Skip to Main Content

Toto


Oil and acrylic paint

Sabine Street Studios
Studio 147
(713) 582-1336
Thetototheory@gmail.com

Why the elephant?

Generally: The artist uses an alter ego – Toto the Elephant – to remove himself from the narrative. Removal of oneself allows for more vulnerability, more objectivity, more room for the artist’s subjects to speak on their own.

Specifically: Elephants captured as babies for entertainment are tied with ropes and chains to prevent them from escaping. As they grow larger and are able to physically break free, they do not attempt to escape; they have become accustomed to their captivity, mentally tied though no longer physically tied. They were programmed from birth to believe they could not escape—to believe they were confined to a life within certain limits. The artist uses the elephant as a means to express himself without limits, to inhabit the work beyond his own physical body’s constraints. And like an elephant, the work of the artist is large-scale, difficult to ignore. The medium is oil or acrylic, the compositions figurative, the colors bright and expressive.
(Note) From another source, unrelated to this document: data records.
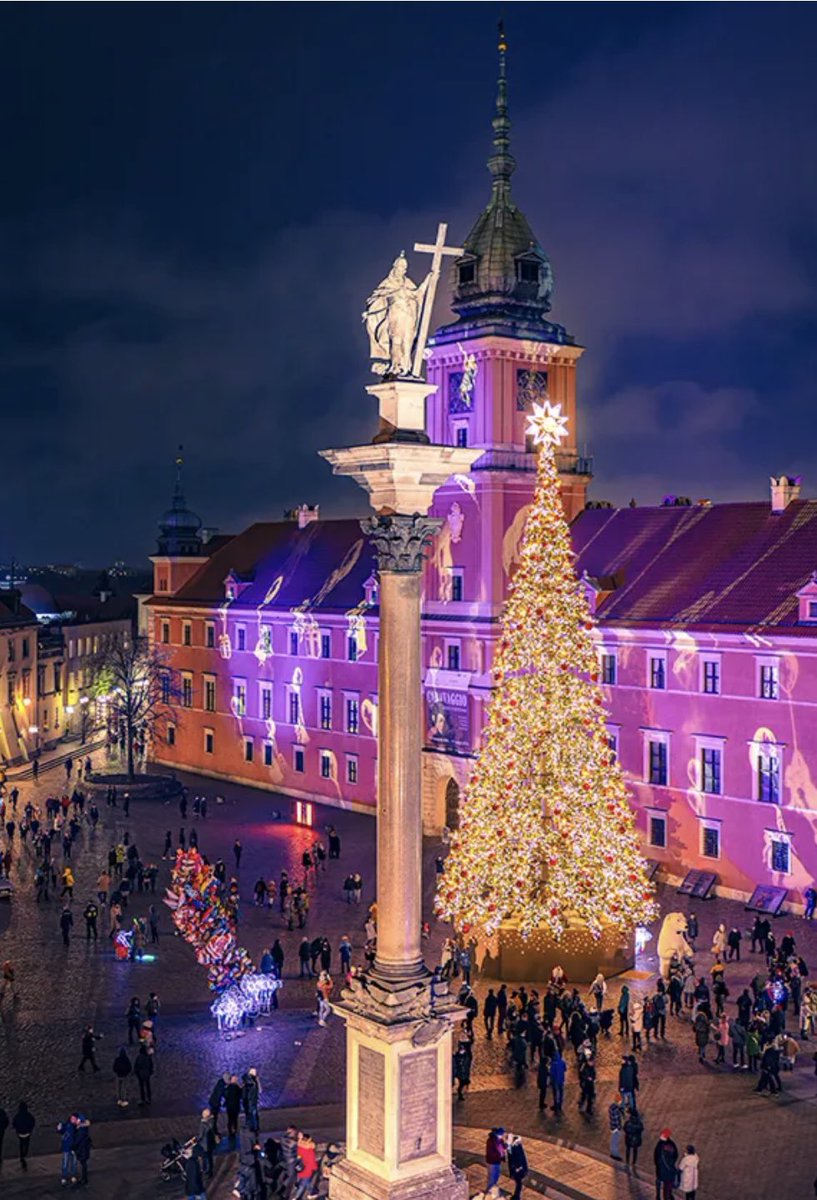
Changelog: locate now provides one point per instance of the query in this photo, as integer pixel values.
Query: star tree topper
(546, 425)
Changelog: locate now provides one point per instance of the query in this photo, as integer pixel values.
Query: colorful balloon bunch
(204, 919)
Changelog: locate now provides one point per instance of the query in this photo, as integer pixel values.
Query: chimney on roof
(304, 514)
(785, 489)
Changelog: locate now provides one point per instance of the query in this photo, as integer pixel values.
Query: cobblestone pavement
(740, 1135)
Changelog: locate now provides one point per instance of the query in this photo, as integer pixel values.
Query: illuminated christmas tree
(546, 833)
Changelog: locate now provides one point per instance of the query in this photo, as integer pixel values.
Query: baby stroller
(173, 1155)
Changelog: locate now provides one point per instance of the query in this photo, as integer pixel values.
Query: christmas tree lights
(546, 833)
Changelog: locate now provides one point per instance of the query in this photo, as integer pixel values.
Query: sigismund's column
(398, 1026)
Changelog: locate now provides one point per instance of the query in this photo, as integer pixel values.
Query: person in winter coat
(193, 1176)
(122, 1068)
(143, 1068)
(689, 1170)
(494, 1153)
(23, 1125)
(636, 1021)
(233, 1105)
(634, 1133)
(665, 1158)
(701, 1030)
(82, 1145)
(517, 1164)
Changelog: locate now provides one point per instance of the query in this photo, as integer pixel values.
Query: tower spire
(502, 162)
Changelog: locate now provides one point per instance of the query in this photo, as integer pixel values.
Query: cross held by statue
(437, 251)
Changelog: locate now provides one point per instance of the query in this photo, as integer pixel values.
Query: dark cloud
(670, 173)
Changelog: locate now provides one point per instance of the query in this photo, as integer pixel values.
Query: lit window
(658, 831)
(781, 855)
(710, 769)
(712, 677)
(658, 763)
(710, 840)
(769, 681)
(658, 672)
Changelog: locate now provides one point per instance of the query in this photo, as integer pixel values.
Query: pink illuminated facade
(707, 615)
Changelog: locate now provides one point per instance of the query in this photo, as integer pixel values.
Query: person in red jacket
(494, 1155)
(307, 1168)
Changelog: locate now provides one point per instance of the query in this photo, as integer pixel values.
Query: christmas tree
(546, 833)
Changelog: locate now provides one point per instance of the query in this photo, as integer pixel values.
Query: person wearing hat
(494, 1155)
(666, 1165)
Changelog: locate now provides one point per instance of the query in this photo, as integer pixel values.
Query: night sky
(198, 198)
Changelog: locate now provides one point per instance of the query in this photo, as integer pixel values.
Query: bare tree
(138, 683)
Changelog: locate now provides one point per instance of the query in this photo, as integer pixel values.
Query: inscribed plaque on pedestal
(418, 1105)
(371, 1102)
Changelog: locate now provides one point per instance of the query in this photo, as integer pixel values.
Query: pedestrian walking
(689, 1174)
(122, 1068)
(23, 1125)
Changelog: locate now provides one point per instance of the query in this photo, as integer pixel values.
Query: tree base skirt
(578, 954)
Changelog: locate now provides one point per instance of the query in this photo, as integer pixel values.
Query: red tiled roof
(727, 567)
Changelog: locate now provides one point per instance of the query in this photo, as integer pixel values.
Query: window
(658, 671)
(710, 677)
(658, 763)
(710, 771)
(710, 839)
(768, 774)
(656, 831)
(781, 855)
(608, 667)
(612, 741)
(527, 270)
(768, 681)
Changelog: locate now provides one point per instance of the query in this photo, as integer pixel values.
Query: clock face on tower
(530, 389)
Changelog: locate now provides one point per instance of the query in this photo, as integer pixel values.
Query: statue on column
(392, 318)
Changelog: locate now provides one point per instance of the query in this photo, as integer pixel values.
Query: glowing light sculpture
(546, 833)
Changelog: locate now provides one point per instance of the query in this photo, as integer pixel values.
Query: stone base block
(577, 953)
(350, 1182)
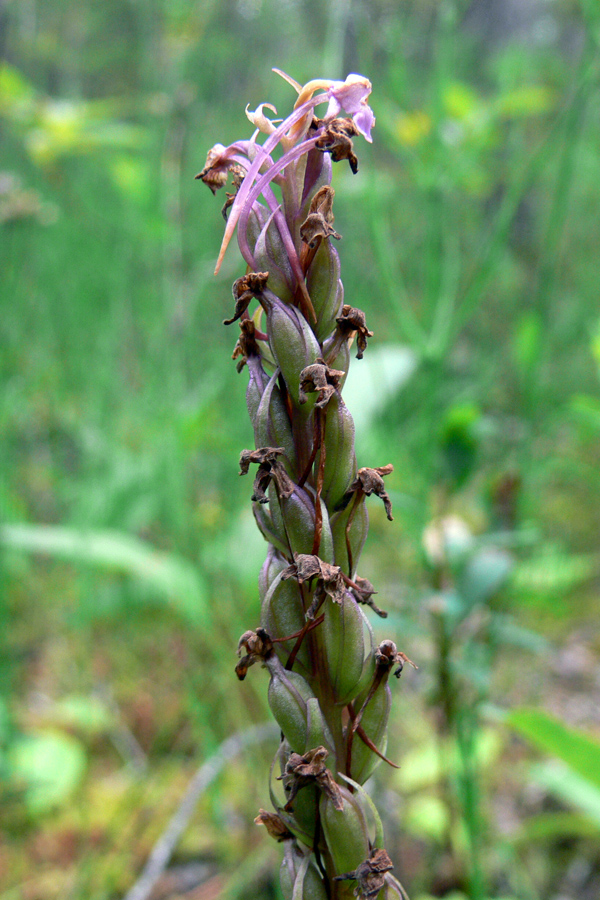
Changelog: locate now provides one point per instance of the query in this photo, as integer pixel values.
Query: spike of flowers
(328, 685)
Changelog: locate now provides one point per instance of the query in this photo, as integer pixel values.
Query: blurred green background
(128, 552)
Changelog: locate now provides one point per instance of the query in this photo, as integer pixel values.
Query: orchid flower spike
(350, 95)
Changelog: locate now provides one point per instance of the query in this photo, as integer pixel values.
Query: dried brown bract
(319, 378)
(258, 646)
(319, 222)
(246, 289)
(246, 345)
(336, 139)
(362, 591)
(331, 582)
(310, 769)
(352, 323)
(269, 469)
(370, 875)
(370, 481)
(387, 656)
(274, 825)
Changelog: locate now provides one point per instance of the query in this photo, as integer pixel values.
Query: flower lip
(351, 95)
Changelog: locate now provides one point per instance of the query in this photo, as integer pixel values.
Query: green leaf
(374, 380)
(49, 765)
(169, 575)
(575, 748)
(571, 788)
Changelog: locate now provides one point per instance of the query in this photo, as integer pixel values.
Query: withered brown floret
(258, 646)
(370, 481)
(330, 579)
(352, 323)
(363, 591)
(216, 168)
(336, 139)
(319, 221)
(274, 825)
(370, 875)
(310, 769)
(319, 378)
(269, 469)
(238, 176)
(244, 290)
(246, 345)
(387, 656)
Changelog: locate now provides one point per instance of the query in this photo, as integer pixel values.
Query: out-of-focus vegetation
(129, 556)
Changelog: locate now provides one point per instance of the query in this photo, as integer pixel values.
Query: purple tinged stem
(270, 144)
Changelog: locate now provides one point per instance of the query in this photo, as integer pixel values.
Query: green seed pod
(318, 733)
(299, 517)
(336, 354)
(288, 695)
(357, 535)
(256, 222)
(325, 288)
(256, 387)
(345, 831)
(272, 566)
(270, 256)
(293, 345)
(272, 531)
(299, 877)
(374, 723)
(340, 462)
(272, 427)
(281, 614)
(343, 640)
(316, 174)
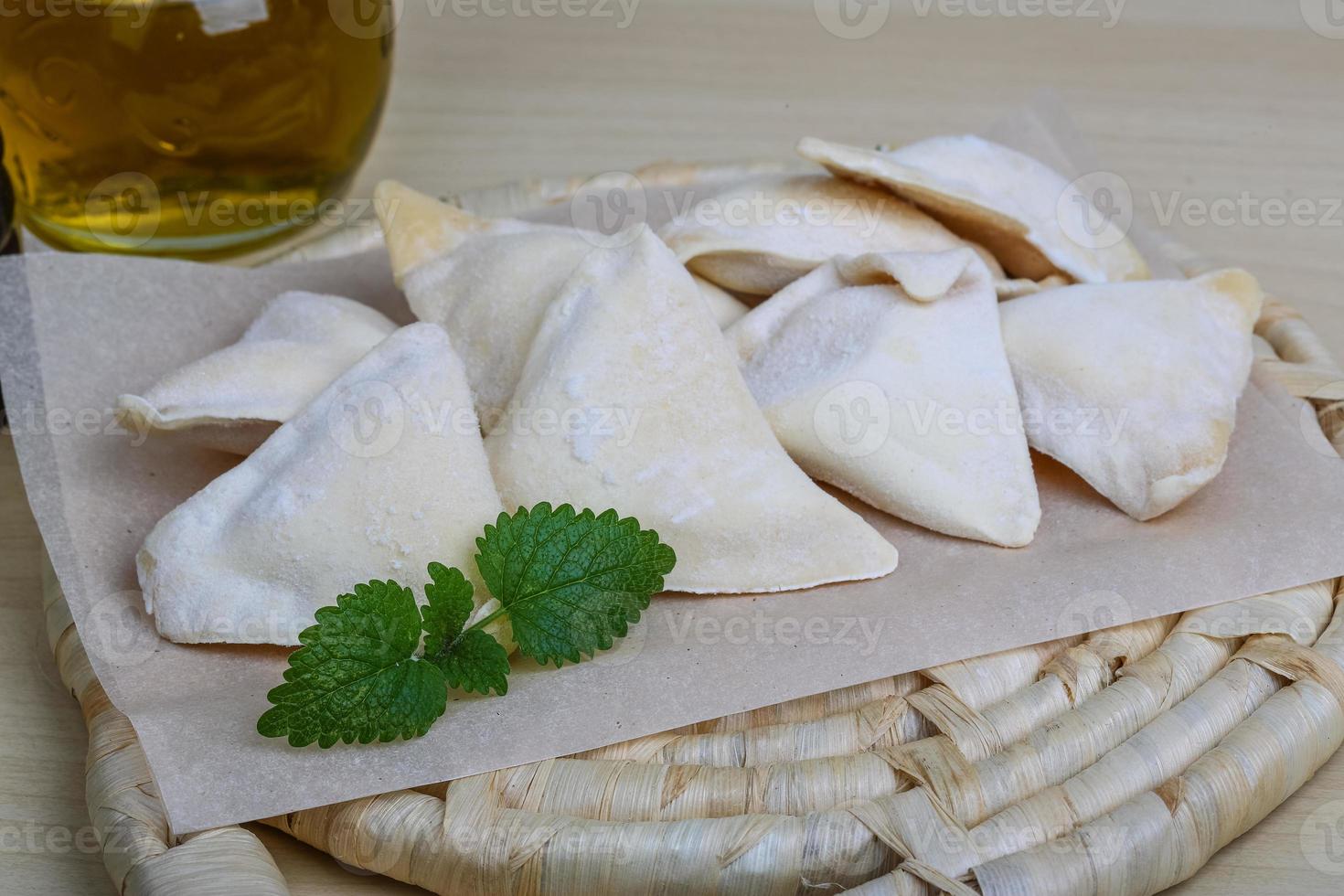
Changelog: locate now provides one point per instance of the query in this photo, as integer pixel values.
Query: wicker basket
(1113, 763)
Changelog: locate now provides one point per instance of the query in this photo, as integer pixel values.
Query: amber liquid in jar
(187, 128)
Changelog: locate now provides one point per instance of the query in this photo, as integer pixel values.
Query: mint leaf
(449, 607)
(571, 581)
(475, 661)
(357, 676)
(469, 660)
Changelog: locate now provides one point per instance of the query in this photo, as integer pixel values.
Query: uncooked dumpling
(997, 197)
(886, 375)
(631, 400)
(761, 234)
(379, 475)
(294, 348)
(1135, 386)
(723, 306)
(486, 283)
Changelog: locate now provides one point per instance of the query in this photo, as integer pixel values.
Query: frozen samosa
(1135, 386)
(488, 283)
(760, 235)
(294, 348)
(632, 400)
(723, 306)
(379, 475)
(886, 377)
(998, 197)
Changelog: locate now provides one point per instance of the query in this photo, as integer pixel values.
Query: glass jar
(191, 128)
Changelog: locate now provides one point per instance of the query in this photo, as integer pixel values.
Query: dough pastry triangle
(998, 197)
(379, 475)
(631, 400)
(1135, 386)
(238, 395)
(886, 377)
(486, 283)
(761, 234)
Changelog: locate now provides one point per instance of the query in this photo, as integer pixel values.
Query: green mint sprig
(569, 583)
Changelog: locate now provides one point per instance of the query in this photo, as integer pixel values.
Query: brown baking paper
(80, 329)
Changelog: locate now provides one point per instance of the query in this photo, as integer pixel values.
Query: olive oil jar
(194, 128)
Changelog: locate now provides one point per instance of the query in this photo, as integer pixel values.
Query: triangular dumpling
(886, 375)
(1135, 386)
(294, 348)
(631, 400)
(486, 283)
(382, 475)
(725, 308)
(997, 197)
(761, 234)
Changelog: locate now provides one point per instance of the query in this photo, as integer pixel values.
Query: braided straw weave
(1115, 763)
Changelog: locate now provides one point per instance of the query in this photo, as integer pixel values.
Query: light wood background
(1191, 101)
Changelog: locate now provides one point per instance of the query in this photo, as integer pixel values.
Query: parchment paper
(80, 329)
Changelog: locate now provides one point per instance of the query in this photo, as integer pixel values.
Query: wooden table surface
(1229, 108)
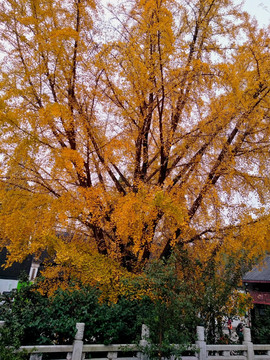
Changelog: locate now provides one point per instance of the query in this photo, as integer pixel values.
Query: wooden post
(78, 342)
(201, 344)
(248, 343)
(144, 341)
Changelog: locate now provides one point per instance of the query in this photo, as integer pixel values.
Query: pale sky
(260, 9)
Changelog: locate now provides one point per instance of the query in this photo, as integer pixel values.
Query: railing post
(248, 343)
(201, 344)
(78, 342)
(144, 341)
(35, 357)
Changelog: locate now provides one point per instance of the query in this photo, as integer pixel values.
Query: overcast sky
(260, 9)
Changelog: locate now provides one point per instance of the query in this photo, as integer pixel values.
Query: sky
(260, 9)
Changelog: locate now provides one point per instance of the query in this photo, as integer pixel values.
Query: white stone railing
(202, 351)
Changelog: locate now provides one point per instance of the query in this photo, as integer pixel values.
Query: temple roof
(260, 273)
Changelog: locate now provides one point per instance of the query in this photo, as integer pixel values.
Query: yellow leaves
(135, 216)
(64, 34)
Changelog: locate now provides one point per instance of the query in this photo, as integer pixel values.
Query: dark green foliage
(39, 319)
(172, 318)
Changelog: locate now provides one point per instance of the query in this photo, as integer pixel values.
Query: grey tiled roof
(259, 273)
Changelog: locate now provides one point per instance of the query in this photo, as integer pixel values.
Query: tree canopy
(132, 129)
As a Cuban-Guatemalan artist in a white-dominated space, the artist focuses on stories of people of color. The artist lets each person’s story lead the artistic process in the same way the story of the elephant leads his artistic process. Other times, the artist will rework stories originally meant for a white audience, re-directing the narrative towards and about people of color. He enjoys going into Latino communities to paint murals or into schools to run workshops and art education, and to help provide art supplies where they are needed. The baby elephants were forever negatively affected by their environments, and so the artist hopes to have the opposite effect on his community: contributing something positive to their environment that will affect them forever, for the better.

A brief note from the artist to you: “I like the sense of community and empowerment that comes with art. People don’t have to fully understand what the piece is about to feel connected to it. This could be in the simplest form of just liking the colors.”